Error context narrowing:

if (isErr(result)) {
  const error = result.error.at(0);
  expect(error?.code).toBe(ERROR_CODES.NOT_ARRAY);
  if (error?.code === ERROR_CODES.NOT_ARRAY) {
    expect(error.context.actualType).toBe('string');
  }
}

Exception testing:

expect(() => {
  render(INVALID_SPEC, []);
}).toThrow(SpecProcessingError);

// For detailed error inspection:
try {
  render(INVALID_SPEC, []);
} catch (error) {
  expect(error).toBeInstanceOf(SpecProcessingError);
  if (error instanceof SpecProcessingError) {
    expect(error.errors).toHaveLength(1);
  }
}

Leveraging Existing Validators

If the function under test has a Zod schema for input/output validation, import and use it in tests rather than reinventing validation logic:

// Correct: Use existing schema
import {OutputSchema} from './schemas';
const parsed = OutputSchema.safeParse(result);
expect(parsed.success).toBe(true);

// Wrong: Inline validation that duplicates schema logic
expect(typeof result).toBe('object');
expect(result).not.toBeNull();
expect(result).toHaveProperty('field1');
expect(result).toHaveProperty('field2');

Anti-pattern—inline type predicates in tests:

// Wrong: Inline predicate that should be a Zod schema
describe('Mutation Detection', () => {
  const isValidationFailedContext = (
    value: unknown
  ): value is ValidationFailedContext => (
    typeof value === 'object' &&
    value !== null &&
    'layer' in value &&
    'reason' in value
  );
  // ...
});

This predicate should not exist in test code. A Zod schema should exist in the implementation for ValidationFailedContext, and tests should use that schema for validation and type narrowing. If no schema exists, create one in the implementation first.

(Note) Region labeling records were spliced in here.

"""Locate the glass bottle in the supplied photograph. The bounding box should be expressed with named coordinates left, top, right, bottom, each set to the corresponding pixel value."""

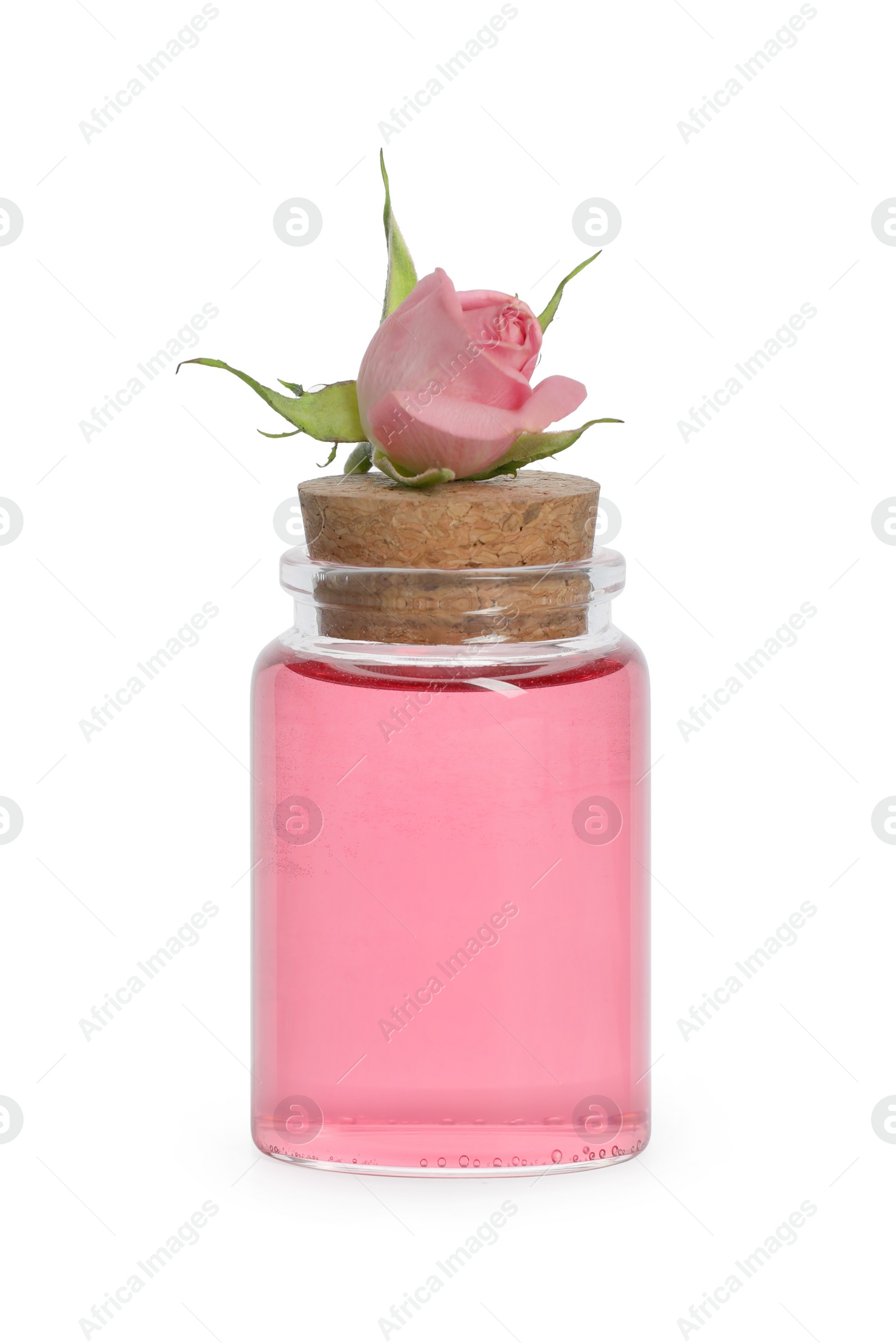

left=252, top=547, right=649, bottom=1177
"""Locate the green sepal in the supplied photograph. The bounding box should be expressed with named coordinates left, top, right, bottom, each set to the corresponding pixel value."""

left=342, top=443, right=373, bottom=476
left=177, top=359, right=365, bottom=443
left=538, top=253, right=601, bottom=333
left=371, top=447, right=455, bottom=490
left=380, top=149, right=417, bottom=322
left=467, top=419, right=625, bottom=481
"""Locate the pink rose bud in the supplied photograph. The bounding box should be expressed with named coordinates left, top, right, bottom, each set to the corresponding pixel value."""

left=358, top=268, right=586, bottom=480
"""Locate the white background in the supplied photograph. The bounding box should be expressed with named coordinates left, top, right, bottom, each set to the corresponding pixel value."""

left=0, top=0, right=896, bottom=1343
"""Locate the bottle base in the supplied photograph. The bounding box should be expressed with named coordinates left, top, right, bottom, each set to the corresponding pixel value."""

left=256, top=1143, right=646, bottom=1179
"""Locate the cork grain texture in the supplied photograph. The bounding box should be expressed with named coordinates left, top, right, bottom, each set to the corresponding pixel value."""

left=299, top=471, right=600, bottom=645
left=298, top=471, right=600, bottom=569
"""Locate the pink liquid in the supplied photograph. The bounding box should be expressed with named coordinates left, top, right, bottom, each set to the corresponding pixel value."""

left=252, top=640, right=651, bottom=1175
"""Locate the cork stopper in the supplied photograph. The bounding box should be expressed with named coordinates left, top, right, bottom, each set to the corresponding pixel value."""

left=299, top=471, right=601, bottom=569
left=299, top=471, right=600, bottom=645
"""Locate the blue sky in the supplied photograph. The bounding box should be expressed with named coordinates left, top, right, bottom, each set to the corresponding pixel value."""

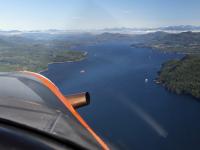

left=0, top=0, right=200, bottom=30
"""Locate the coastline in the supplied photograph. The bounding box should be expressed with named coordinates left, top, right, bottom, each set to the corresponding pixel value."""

left=38, top=52, right=88, bottom=74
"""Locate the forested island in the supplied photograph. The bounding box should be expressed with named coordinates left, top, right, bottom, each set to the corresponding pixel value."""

left=131, top=32, right=200, bottom=98
left=157, top=55, right=200, bottom=98
left=0, top=35, right=87, bottom=72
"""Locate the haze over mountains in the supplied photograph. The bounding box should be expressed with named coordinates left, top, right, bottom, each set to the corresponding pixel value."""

left=0, top=25, right=200, bottom=35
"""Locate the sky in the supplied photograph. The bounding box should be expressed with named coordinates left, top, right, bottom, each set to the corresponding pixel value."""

left=0, top=0, right=200, bottom=30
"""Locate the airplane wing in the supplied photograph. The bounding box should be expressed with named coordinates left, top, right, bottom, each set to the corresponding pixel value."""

left=0, top=71, right=109, bottom=149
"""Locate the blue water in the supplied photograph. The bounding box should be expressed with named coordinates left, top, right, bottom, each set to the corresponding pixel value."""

left=43, top=43, right=200, bottom=150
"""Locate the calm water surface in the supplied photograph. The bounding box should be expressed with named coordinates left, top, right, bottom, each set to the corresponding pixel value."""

left=43, top=43, right=200, bottom=150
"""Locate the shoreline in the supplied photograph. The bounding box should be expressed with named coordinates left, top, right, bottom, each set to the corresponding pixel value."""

left=37, top=52, right=88, bottom=74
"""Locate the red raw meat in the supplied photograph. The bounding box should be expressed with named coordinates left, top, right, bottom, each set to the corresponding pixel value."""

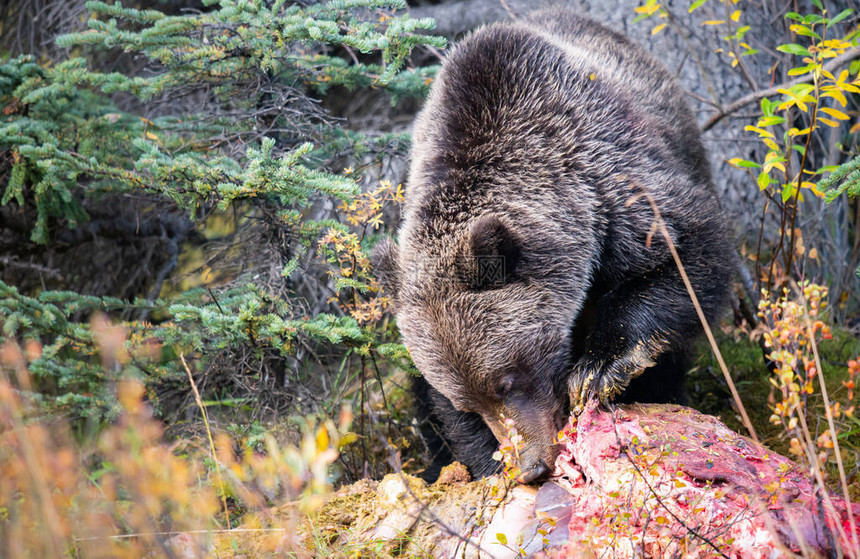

left=535, top=403, right=860, bottom=558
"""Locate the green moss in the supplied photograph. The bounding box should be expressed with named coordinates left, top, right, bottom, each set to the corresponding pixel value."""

left=687, top=328, right=860, bottom=499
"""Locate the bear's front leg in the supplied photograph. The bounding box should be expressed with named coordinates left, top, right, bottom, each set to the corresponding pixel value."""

left=568, top=264, right=722, bottom=409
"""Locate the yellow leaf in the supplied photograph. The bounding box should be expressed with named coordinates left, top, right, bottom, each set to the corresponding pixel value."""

left=820, top=107, right=849, bottom=120
left=821, top=88, right=848, bottom=107
left=317, top=427, right=329, bottom=452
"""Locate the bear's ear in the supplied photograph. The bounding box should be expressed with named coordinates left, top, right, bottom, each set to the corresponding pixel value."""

left=466, top=215, right=521, bottom=289
left=372, top=239, right=400, bottom=307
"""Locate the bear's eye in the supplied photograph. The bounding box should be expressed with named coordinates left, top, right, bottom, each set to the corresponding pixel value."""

left=496, top=375, right=514, bottom=400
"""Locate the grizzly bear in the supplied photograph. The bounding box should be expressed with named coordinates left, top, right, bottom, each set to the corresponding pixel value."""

left=374, top=9, right=732, bottom=481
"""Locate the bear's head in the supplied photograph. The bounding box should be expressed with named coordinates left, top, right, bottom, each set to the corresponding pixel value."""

Table Tests with `it.each`

Prefer it.each over multiple trivial it blocks when testing input/output variations. Makes tests more concise and easier to maintain/extend. Use array of objects, not 2D arrays.

Define a TestData interface in the same file:

interface TestData {
  description: string;
  input: InputType;
  expected: ExpectedType;
}

const testCases: TestData[] = [
  {
    description: 'handles empty input',
    input: FIXTURES.EMPTY_INPUT,
    expected: FIXTURES.EMPTY_OUTPUT,
  },
  {
    description: 'processes valid data',
    input: FIXTURES.VALID_INPUT,
    expected: FIXTURES.VALID_OUTPUT,
  },
];

it.each(testCases)('should $description', ({input, expected}) => {
  const result = processData(input);
  expect(result).toEqual(expected);
});

Standard keys:

description: string—for legible test output
input—or something semantic if appropriate
expected—the expected output

Assertion Precision

Assert on complete values wherever reasonably possible. No vague assertions.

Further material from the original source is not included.